Components of a Cup contender

Sidney Crosby could be kissing the Stanley Cup again this year. Harry How/Getty Images

This article appears in the April 19 issue of ESPN The Magazine.

Mike Babcock eyes the standings and laughs. "Good luck picking a winner this year," the Red Wings' square-jawed bench boss says. "It's so tight. I don't envy you guys who have to figure it out."

You don't have to be a Cup winner or an Olympic champ (both of which Babcock is) to sense that the NHL playoffs are as wide open as they've been in years. With 11 days left in the regular season, 15 points separated the eight Western Conference seeds; since the NHL expanded to 15-team conferences nine years ago, the West has never ended with a smaller spread. At first glance, then, Babcock seems right -- divining a champ from that mess would be maddening.

Certainly, there is no magic statistic to help. Since the lockout, a team hasn't had to score the most or allow the fewest goals to hoist the Stanley Cup, nor has it needed to field the top power play or penalty kill. Just look at last season: The Penguins finished the regular season 17th in goals against, 20th in power play efficiency, 18th in shots, 18th in shots against and tied for 19th in faceoff percentage -- and none of that stopped them from winning it all. That should tell this year's Capitals something. Specifically, don't rest on the laurels of your numerically dominant season. No stat foretells a title.

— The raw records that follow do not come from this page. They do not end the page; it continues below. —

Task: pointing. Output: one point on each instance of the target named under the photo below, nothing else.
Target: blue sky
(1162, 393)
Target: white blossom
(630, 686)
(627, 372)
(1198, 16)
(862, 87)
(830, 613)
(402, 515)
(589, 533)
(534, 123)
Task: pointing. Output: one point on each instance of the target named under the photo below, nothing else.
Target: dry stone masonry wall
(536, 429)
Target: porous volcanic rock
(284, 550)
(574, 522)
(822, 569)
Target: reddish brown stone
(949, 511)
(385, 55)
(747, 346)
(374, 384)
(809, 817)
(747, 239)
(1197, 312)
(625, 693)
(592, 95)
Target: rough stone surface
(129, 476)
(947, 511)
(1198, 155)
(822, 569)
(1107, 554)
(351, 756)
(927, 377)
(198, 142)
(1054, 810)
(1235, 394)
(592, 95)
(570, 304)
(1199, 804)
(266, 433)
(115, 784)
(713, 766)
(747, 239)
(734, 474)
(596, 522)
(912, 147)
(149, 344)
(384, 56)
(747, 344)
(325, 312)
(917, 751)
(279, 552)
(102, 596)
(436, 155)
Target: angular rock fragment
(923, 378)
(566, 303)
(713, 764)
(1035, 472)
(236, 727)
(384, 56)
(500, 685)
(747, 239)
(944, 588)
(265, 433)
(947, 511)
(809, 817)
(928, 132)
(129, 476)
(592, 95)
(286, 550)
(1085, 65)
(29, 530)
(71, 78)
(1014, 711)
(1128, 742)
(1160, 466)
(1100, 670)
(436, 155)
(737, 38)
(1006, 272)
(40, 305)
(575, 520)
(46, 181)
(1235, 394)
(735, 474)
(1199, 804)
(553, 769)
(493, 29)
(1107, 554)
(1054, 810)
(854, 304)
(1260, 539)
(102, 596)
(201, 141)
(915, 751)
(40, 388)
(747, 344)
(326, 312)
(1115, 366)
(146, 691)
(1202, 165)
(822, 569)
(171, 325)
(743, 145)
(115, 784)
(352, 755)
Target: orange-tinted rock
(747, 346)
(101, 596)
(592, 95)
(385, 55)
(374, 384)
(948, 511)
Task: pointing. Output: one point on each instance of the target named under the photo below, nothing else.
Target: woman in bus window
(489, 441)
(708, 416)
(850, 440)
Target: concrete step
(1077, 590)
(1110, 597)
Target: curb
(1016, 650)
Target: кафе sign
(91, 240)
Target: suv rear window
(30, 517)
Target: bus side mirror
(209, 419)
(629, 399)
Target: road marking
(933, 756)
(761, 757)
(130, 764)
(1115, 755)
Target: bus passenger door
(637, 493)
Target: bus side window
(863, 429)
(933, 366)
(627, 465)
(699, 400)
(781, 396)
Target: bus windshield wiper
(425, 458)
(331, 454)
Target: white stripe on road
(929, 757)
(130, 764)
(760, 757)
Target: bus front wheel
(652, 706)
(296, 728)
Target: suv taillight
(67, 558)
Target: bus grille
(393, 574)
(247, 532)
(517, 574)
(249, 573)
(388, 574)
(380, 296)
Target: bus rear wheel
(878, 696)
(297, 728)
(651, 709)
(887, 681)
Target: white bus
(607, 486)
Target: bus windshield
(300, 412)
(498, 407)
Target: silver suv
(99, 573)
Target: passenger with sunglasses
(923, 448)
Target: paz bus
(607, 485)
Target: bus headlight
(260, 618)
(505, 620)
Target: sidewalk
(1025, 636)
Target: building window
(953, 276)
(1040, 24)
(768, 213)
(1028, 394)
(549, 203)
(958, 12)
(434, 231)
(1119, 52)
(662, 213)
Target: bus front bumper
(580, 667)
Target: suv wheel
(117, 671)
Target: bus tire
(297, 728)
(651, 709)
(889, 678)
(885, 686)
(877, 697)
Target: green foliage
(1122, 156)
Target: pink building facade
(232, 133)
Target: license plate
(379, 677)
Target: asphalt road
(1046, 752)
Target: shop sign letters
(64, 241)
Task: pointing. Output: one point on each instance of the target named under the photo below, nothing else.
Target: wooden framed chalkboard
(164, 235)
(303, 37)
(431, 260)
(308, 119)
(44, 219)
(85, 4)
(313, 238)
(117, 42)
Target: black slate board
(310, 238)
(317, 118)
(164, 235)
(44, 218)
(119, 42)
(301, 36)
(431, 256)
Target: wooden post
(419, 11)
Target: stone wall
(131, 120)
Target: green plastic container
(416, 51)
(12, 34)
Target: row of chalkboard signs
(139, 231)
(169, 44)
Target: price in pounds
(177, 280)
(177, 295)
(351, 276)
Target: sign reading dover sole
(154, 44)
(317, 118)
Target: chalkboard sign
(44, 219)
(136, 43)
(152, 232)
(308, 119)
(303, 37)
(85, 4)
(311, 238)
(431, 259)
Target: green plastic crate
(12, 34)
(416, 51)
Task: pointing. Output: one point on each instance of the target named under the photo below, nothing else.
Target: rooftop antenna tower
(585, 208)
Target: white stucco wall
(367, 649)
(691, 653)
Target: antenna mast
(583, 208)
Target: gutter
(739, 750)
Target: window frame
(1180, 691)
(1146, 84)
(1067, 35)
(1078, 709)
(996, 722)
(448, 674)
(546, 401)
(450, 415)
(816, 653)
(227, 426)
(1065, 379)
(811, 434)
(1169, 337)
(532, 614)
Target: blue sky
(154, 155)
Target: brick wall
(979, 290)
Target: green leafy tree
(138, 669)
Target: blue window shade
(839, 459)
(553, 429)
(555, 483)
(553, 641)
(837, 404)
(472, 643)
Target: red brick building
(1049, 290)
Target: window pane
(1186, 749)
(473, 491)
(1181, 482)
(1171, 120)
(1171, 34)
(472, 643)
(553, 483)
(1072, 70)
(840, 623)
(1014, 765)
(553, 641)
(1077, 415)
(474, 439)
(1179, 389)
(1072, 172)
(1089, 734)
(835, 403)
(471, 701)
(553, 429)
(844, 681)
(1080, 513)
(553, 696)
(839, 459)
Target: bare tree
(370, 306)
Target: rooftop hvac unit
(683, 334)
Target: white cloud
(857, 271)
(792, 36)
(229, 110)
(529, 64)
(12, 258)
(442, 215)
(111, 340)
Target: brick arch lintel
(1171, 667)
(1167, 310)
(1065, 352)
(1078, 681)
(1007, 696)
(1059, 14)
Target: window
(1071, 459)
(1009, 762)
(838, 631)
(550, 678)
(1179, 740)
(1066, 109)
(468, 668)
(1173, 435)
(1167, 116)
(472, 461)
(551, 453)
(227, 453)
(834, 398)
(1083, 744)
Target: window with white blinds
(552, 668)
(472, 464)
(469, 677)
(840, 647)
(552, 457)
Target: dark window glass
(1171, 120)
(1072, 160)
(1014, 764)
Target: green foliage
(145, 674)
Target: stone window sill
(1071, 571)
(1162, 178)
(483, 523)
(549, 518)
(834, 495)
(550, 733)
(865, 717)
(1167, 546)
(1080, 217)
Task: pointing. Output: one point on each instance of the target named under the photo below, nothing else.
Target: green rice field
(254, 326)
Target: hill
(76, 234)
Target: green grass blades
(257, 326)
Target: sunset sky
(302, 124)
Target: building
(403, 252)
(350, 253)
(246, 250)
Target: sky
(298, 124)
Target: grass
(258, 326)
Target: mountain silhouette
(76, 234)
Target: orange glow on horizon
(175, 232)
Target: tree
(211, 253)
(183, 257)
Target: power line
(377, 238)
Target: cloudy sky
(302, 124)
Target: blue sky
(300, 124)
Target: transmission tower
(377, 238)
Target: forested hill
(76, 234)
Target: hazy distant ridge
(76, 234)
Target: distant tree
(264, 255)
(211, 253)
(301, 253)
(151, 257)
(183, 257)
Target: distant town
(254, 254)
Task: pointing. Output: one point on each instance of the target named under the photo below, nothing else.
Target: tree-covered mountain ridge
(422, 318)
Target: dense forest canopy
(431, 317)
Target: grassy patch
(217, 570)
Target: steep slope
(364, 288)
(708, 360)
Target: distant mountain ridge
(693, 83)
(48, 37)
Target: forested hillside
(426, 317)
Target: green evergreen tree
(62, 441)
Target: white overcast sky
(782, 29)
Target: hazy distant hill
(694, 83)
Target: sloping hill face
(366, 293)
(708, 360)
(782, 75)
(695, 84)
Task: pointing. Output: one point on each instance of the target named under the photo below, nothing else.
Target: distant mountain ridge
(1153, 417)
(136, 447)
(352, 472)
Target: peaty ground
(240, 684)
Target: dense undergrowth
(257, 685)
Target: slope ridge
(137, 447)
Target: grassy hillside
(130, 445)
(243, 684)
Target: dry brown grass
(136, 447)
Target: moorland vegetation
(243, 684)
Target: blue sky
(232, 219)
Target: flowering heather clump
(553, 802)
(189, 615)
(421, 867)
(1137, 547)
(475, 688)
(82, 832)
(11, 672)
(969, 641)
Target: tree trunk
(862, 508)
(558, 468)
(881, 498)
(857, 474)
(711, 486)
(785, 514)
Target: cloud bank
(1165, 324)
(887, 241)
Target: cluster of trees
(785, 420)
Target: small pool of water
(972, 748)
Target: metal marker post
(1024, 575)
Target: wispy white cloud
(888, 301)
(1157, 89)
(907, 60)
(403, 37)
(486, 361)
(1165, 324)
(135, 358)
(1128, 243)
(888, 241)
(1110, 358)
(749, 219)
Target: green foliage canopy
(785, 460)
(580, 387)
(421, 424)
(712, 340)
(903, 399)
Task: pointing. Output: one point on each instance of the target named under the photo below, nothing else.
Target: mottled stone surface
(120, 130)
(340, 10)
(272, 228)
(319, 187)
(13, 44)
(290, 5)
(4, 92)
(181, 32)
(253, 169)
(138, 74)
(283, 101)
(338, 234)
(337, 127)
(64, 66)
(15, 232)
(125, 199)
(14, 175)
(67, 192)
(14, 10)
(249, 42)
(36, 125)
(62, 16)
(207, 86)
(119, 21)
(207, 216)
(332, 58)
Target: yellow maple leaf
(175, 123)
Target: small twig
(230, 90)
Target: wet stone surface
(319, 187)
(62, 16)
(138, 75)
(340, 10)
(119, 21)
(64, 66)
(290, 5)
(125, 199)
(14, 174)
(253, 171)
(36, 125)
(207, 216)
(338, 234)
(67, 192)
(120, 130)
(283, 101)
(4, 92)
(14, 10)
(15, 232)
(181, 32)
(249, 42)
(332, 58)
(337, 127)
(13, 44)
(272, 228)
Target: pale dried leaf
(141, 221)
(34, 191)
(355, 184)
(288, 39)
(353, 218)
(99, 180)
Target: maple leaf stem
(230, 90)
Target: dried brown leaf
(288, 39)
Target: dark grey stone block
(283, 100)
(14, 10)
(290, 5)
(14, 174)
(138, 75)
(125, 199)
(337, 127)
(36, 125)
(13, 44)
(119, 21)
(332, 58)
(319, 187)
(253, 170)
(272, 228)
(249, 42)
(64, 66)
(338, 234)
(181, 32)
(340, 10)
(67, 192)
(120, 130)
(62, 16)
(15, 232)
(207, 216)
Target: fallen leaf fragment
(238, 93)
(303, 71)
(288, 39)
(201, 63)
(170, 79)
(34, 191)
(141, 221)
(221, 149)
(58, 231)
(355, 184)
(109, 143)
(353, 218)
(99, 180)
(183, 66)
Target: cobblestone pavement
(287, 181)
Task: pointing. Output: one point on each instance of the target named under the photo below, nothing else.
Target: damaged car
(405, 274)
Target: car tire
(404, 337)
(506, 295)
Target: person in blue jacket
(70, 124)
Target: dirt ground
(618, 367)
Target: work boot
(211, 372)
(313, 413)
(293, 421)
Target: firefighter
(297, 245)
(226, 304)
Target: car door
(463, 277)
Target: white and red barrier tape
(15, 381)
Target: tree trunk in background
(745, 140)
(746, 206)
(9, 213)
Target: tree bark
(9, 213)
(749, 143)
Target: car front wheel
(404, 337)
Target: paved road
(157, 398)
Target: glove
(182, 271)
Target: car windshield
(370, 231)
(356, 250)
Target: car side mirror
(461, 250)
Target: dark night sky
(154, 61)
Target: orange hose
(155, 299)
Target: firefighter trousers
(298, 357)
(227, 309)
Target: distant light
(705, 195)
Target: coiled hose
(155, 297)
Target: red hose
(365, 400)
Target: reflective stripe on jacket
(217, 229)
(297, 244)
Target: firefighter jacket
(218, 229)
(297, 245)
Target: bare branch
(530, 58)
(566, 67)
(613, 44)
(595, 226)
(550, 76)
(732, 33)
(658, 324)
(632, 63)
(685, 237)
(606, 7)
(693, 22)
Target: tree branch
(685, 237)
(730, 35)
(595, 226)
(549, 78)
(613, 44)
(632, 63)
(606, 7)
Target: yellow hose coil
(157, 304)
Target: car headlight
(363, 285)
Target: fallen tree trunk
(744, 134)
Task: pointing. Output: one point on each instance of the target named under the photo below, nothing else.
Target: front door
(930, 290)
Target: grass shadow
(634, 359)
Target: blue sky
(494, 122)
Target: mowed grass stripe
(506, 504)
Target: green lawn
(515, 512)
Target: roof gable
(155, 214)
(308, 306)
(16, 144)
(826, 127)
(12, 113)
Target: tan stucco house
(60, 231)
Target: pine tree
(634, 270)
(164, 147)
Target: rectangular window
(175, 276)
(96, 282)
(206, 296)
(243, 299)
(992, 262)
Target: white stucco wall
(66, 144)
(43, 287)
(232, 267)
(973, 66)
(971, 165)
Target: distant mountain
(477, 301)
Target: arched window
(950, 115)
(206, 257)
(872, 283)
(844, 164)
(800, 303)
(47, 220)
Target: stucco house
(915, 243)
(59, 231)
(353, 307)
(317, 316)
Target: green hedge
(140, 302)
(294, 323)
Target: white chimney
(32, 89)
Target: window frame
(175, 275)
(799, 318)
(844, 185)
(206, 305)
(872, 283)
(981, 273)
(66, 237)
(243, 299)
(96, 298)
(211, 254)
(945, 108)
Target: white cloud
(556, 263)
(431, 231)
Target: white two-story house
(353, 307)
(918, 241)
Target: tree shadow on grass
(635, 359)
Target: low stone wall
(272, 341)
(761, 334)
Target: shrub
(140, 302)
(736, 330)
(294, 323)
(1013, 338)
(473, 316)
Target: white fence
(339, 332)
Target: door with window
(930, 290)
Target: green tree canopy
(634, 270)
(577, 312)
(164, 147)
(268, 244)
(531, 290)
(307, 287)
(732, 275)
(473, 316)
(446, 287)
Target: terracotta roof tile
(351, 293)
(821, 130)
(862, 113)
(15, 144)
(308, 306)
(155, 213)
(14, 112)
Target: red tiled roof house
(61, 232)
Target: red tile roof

If anything, the team in DC should be a bit concerned. Coaches and execs focus on the composition of a team's roster when they sit down to forecast Cup chances, and what they look for doesn't coincide with the Caps' many strengths. As the experts see it, the road to the Cup runs straight through the center of the ice. "If you want to win it all, you'd better be strong down the middle," says Hurricanes president and GM Jim Rutherford, architect of the '06 Cup holders. "That means good goaltending, strong centers and a couple of defensemen who can move the puck."